Hormoontherapie (antiandrogeentherapie)

Het is bewezen dat de prostaat heeft zeker nodig hormonen voor zijn functie. Wanneer deze stoffen worden onttrokken, krimpt niet alleen de klier zelf, maar ook de eventueel aanwezige tumor. Omgekeerd is de administratie van mannelijke hormonen (testosteron) leidt tot een groeispurt.

Het mag daarom nooit worden toegediend om potentiestoornissen te behandelen in geval van bestaande prostaat kanker. Hormoontherapie wordt gebruikt in gevallen van bewezen weefselvocht knooppunt of ver metastasen en, afhankelijk van de agressiviteit van de tumorcellen, ook als hulpmiddel voor of na de operatie of radiotherapie. Methode: Gewoonlijk neemt het effect van de antiandrogene behandeling af na 2 - 3 jaar.

Een volledige hormoonblokkade moet nu worden uitgevoerd door antiandrogeen- en GnRH-remmers te combineren. Indien dit niet haalbaar is, kan de toevoeging van chemotherapeutica worden overwogen. 60% van de patiënten reageert aanvankelijk, maar op de lange termijn is een objectieve verbetering zeldzaam.

Men moet er intensief over nadenken of het gehoopte voordeel de verwachte bijwerkingen waard is. Hier vindt u alles over het onderwerp: Hormoonpreparaten

  • Orchiectomie: verwijdering van het hormoonproducerende testiculaire weefsel. De capsule en de bijbal blijven op hun plaats.

    De testosteron niveau wordt verlaagd tot 10% van het oorspronkelijke niveau. De behandeling is goedkoop en vereist geen voortdurende vervolgonderzoeken.

  • GnRH - Analogen: deze zijn kunstmatig hormonen die ingrijpen in het stuurcircuit en leiden tot een drop-in testosteron niveaus door constant receptoren te blokkeren. Het effect is gelijk aan orchidectomie. In eerste instantie is er echter een toename van testosteron (opflakkering), die in de eerste 3 weken van de therapie kan worden tegengegaan met antiandrogenen.
  • Oestrogenen: ze werken door de hormonen op een hoger niveau in de hypofyse.

    Er bestaat echter een risico op cardiovasculaire problemen. Om deze reden wordt zelden langdurige therapie gebruikt. Er is echter de mogelijkheid om gevorderde stadia te behandelen met een combinatie van oestrogeen en een cytostaticum (celgroeiremmer).

  • Antiandrogenen: Cyproteronacetaat: dit medicijn remt de productie en werking van testosteron tegelijkertijd.

    Het kan impotentie veroorzaken, gynaecomastie (borstgroei) en gastro-intestinale problemen. Niet-steroïde antiandrogenen (flutamide, enz.): Ze remmen de opname van testosteron en zijn actieve vormen in de cel door te voorkomen dat het zich aan zijn receptoren bindt.

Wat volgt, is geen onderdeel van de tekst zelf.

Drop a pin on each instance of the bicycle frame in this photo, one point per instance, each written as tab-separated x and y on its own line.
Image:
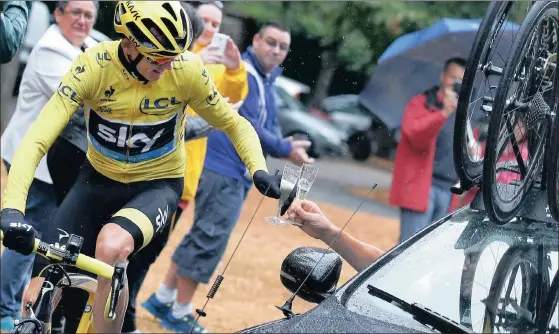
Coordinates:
41	312
51	294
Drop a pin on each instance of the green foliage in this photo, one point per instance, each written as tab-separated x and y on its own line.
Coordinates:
358	31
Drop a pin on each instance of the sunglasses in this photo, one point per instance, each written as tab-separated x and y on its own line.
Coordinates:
218	4
159	62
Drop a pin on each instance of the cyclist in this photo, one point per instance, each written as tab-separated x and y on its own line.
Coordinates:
134	92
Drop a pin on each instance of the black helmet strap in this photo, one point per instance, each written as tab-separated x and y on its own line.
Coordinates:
131	65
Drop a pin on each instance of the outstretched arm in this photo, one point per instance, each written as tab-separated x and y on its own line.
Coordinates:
314	223
210	105
42	133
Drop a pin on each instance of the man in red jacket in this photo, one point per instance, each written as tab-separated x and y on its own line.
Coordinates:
424	167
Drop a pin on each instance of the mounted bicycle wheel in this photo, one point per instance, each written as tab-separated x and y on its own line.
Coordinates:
516	311
468	167
519	120
550	309
553	171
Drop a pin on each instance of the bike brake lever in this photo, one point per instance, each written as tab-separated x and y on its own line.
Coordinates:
117	283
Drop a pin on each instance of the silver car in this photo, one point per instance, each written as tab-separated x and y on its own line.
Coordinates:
296	121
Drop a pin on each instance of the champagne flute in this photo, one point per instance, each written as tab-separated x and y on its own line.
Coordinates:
308	175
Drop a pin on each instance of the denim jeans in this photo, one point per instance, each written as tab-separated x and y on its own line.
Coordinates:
412	222
40	207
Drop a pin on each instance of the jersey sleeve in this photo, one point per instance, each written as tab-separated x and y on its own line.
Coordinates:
71	92
206	100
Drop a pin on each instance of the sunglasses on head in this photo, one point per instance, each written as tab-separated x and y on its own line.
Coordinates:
218	4
160	62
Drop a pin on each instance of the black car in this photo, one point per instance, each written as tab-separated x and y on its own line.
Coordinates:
463	273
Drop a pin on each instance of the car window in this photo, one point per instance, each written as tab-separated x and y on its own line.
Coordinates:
288	100
465	267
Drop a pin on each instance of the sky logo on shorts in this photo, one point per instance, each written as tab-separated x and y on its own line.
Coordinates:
142	142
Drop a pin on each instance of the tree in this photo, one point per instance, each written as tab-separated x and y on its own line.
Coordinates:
353	34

    Dit betekent dat ze de vorming van testosteron niet verstoren. De bloed niveau blijft een tijdje constant, zodat de potentie nog enigszins behouden blijft.

  • Cyproteronacetaat: dit medicijn remt de productie en werking van testosteron tegelijkertijd. Het kan impotentie veroorzaken, gynaecomastie (borstgroei) en gastro-intestinale problemen.
  • Niet-steroïde antiandrogenen (flutamide, enz.

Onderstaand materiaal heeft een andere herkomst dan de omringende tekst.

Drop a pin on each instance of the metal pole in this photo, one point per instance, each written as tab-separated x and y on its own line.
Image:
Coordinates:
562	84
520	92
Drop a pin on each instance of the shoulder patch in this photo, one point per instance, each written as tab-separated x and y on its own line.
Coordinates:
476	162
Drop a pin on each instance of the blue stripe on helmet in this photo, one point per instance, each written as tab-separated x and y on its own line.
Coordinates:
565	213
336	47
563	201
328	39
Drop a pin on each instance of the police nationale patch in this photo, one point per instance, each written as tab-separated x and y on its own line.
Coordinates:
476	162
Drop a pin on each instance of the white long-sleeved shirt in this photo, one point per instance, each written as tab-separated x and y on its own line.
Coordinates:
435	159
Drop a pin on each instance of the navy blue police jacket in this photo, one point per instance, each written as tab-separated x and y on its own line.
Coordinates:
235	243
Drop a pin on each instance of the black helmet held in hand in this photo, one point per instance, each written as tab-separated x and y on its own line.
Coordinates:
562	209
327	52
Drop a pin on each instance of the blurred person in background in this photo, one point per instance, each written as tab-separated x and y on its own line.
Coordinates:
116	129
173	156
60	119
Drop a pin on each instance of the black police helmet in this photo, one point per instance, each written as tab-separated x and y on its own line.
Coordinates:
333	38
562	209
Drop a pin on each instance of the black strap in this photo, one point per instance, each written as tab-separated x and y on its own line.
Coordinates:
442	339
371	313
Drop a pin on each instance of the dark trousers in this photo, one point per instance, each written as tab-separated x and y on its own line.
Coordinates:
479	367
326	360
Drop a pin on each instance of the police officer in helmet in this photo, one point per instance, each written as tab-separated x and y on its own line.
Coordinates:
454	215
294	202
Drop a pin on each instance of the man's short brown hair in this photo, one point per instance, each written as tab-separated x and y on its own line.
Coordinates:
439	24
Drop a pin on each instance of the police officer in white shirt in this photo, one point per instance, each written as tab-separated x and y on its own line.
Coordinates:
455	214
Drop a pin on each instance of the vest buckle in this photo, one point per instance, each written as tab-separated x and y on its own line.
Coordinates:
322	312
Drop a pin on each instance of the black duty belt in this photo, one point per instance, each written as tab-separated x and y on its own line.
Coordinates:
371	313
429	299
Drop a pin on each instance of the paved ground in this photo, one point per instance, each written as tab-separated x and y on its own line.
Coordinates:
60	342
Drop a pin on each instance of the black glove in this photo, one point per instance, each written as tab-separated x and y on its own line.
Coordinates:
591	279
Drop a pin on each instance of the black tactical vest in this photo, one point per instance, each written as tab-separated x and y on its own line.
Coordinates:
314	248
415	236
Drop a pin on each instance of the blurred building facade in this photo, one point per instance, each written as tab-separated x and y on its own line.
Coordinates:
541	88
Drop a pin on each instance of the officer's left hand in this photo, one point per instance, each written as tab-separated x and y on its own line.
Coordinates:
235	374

    ): Deze remmen de opname van testosteron en zijn actieve vormen in de cel door te voorkomen dat het zich aan zijn receptoren bindt. Dit betekent dat ze de vorming van testosteron niet verstoren. De bloed niveau blijft een tijdje constant, zodat de potentie nog enigszins behouden blijft.

  • Cyproteronacetaat: dit medicijn remt de productie en werking van testosteron tegelijkertijd.

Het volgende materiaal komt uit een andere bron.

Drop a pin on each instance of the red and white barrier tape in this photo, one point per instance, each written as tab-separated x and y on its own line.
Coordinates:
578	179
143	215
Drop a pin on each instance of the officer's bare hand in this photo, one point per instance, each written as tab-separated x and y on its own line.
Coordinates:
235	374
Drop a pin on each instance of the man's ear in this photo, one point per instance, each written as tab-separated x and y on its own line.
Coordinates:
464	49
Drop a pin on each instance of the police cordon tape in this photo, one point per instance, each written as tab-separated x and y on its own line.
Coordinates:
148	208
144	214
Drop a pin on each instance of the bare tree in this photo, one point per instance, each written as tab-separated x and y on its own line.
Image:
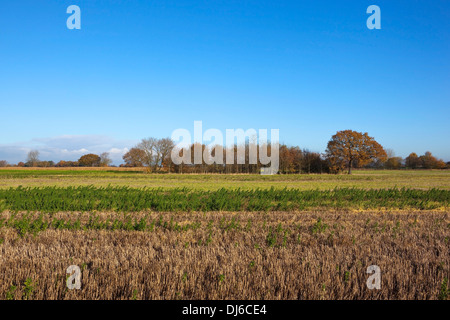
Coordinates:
149	147
33	158
164	149
105	160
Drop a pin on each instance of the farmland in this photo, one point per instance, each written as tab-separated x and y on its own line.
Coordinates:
157	236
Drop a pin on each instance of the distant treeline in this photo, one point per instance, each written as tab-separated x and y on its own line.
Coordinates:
346	150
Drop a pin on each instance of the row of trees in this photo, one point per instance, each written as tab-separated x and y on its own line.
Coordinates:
346	150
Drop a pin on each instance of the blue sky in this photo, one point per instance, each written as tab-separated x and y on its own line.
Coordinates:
145	68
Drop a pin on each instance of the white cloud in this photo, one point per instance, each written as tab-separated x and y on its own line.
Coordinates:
67	147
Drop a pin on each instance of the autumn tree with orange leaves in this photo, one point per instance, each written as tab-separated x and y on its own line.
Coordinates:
349	148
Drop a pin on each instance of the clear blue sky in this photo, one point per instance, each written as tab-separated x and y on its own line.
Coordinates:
145	68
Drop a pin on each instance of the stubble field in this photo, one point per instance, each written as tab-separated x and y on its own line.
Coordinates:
191	239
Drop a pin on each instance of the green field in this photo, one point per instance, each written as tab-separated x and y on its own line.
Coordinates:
364	179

    Het kan impotentie veroorzaken, gynaecomastie (borstgroei) en gastro-intestinale problemen.

  • Niet-steroïde antiandrogenen (flutamide, enz.): Deze remmen de opname van testosteron en zijn actieve vormen in de cel door te voorkomen dat het zich aan zijn receptoren bindt. Dit betekent dat ze de vorming van testosteron niet verstoren. De bloed niveau blijft een tijdje constant, zodat de potentie nog enigszins behouden blijft.